In conjunction with its annual meeting this past week in Las Vegas, the Healthcare Information and Management Systems Society (HIMSS) released its annual survey of IT leaders. In the accompanying press release, HIMSS pointed to one notable finding: the presence of a “clinical IT” executive at a healthcare organization, such as a Chief Medical Information Officer or Chief Nursing Informatics Officer, was associated with a higher rate of perception that health IT is a strategic priority at that institution (86% for those who have that type of executive-level leader vs. 62% who do not).1
To some this finding may seem obvious. Having a leader who can bridge the gap between clinicians and the power of technology will go a long way in making IT relevant to a hospital.
But thinking more broadly, how are we really doing in using IT to drive improved clinical and financial outcomes in healthcare? Clearly the US regulation-driven approach (e.g., meaningful use and value based-payment) has led to significantly higher rates of information technology adoption. But to take just one example, are we actually having a meaningful impact on providers’ productivity such that they are able to meet rising demand for healthcare services without costs increasing in proportion to this need for care? In other words, are we increasing the value created in healthcare? The evidence so far is decidedly mixed and difficult to parse from overall macroeconomic trends.
We clearly have a long way to go before we start to “meaningfully” impact health outcomes, address the financial challenges of delivering greater value in healthcare, and truly “bend the cost curve.”
Yes, there is now greater access and insurance coverage today through the Affordable Care Act (ACA). And we made significant progress in just a few years in digitizing health records.

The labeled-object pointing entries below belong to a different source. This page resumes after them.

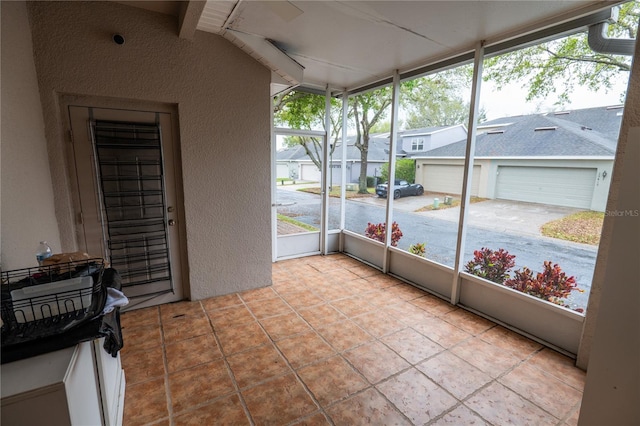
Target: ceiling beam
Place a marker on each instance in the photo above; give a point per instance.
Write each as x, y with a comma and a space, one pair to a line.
190, 13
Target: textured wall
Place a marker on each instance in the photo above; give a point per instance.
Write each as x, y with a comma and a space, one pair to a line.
223, 103
611, 337
28, 214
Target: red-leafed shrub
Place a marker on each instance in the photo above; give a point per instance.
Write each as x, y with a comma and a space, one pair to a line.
378, 232
492, 265
551, 284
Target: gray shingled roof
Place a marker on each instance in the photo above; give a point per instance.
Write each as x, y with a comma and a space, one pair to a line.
520, 139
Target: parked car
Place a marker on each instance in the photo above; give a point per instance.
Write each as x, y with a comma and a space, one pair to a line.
402, 188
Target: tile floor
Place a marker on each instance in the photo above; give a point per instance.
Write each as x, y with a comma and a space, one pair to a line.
334, 341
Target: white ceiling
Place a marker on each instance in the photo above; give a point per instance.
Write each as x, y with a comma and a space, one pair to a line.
348, 44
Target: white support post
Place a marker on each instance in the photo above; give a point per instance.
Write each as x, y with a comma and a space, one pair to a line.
326, 186
468, 170
393, 137
343, 167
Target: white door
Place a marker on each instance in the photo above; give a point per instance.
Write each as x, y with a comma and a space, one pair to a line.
128, 195
571, 187
447, 179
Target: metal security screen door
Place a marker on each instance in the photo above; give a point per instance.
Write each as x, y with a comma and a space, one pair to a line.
129, 162
129, 196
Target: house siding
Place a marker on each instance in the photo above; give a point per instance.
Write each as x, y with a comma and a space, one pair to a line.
28, 211
217, 88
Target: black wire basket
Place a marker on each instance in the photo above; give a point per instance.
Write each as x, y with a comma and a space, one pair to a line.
48, 300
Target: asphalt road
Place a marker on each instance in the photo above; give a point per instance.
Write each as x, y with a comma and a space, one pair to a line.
441, 235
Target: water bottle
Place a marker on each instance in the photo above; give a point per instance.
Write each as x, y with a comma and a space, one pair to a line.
43, 252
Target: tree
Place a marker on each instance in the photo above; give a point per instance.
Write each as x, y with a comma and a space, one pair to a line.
368, 109
435, 100
565, 63
300, 110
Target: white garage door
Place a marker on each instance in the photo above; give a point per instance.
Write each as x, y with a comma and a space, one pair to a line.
310, 172
559, 186
448, 179
282, 171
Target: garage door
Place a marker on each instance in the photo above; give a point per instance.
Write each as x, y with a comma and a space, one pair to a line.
448, 179
559, 186
282, 171
310, 172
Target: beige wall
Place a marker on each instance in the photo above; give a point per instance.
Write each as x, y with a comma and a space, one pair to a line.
28, 214
223, 104
611, 337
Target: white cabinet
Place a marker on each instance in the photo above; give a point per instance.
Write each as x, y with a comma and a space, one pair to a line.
81, 385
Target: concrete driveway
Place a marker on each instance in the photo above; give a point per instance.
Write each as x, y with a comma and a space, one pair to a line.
500, 215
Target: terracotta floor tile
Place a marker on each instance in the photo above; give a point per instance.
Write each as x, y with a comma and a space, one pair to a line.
433, 305
145, 402
191, 352
363, 271
288, 286
269, 308
284, 326
185, 327
140, 317
404, 291
331, 380
199, 384
321, 315
416, 396
344, 335
411, 345
361, 286
230, 317
461, 415
317, 419
333, 292
226, 411
221, 302
145, 337
258, 294
441, 332
543, 389
488, 358
507, 340
304, 349
378, 323
257, 365
382, 281
468, 321
560, 366
303, 299
173, 310
407, 313
375, 361
241, 338
501, 406
353, 306
368, 407
143, 364
455, 375
278, 401
380, 298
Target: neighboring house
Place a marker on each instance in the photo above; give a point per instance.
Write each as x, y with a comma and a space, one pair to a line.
294, 163
550, 158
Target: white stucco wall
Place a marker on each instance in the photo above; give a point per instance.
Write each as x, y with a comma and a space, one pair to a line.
28, 214
611, 338
218, 89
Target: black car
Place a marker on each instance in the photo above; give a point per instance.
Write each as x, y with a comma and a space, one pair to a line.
402, 188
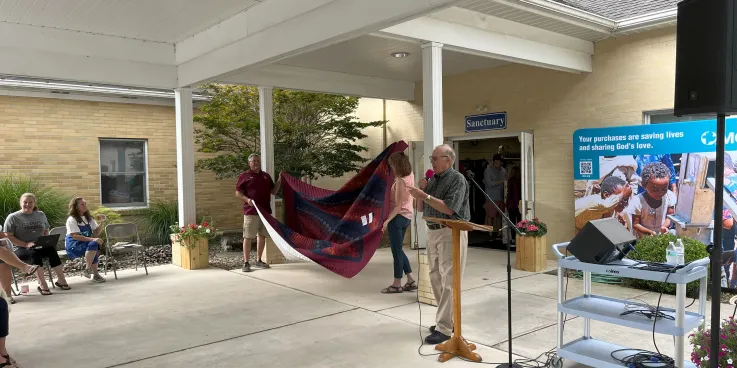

But achieving real results (clinical and financial) is another matter.
And to actually change the system, we need to be listening much more intently to the primary actors in our health system….physicians and nurses. Not just “clinical IT executives” in the C-suite but the “front line” clinicians.
We need them to be more engaged and championing the adoption of new solutions. In a world of hospital consolidation and standardization, I worry that clinicians, those who should have the most to say about what works and what doesn’t, what matters to the patient and what doesn’t, are not fully engaged. The health care IT industry needs to be more focused on their world as well.
These trusted advisors will ultimately help drive higher patient engagement in their own health, one patient at a time. But this increased engagement and associated outcomes should also come through the advice and support of these providers to simplify the complex, focus on root causes and not symptoms, and help patients have access to and rely on sources of information that merit their trust. We need our physicians and nurses to be much more engaged in the “next wave” of health IT adoption and we need to truly listen to them as only they can have the ground level and system-wide impact on the delivery of healthcare and the improved outcomes we are seeking.
- Shaw, Glenna. HIMSS Leadership Survey: Clinicians have a positive influence on organizations’ IT attitudes. FierceHealthIT, March 1, 2016.